Wednesday, 20 February 2013

Field Walls Survey

Saturday 16th February 2013

Six members of the ERG (Chris and Jane, David T, Sue, Tony & Jennifer) enjoyed a beautiful early spring day on a leisurely stroll along Low Lane, out of Embsay along the road towards Halton East. Armed with a copy of the 1847 tithe map, camera, tape measure and hand-held GPS unit, this was our first outing to survey the field walls around the parish. There are over 750 of these, and no doubt this number will increase as we find new ones that were built after 1847.

The purpose of the study is to identify the main distinguishing characteristics of the many different types of walls and other boundaries which lie within the parish, and relate these to the historic landscape.

It was a glorious day and although we had to dodge a surprising amount of traffic along Low Lane, we measured and recorded about 2 miles of walls and hedges. It was a bit of an experiment as we were testing out new field recording forms, but it all went well, and the day flew by.  It’s almost scary how quickly we are becoming real anoraks about all the minute differences between types of coping stones and gateposts!

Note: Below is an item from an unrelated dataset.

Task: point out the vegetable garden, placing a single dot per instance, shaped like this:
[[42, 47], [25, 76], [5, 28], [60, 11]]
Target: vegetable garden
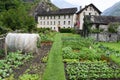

As it turned rather chilly in the late afternoon we headed back to Chris and Jane’s house for tea, and delicious chocolate cake baked by Sue in celebration of our genealogical database of Embsay and Eastby reaching 10,000 individuals!

We’ve been working on the compilation of the database for over a year now, and probably still have several years to go before it’s complete. But it’s already proving to be well worth the effort as a source not only for family & individual life histories, but also for socio-demographic patterns, & other aspects of village history.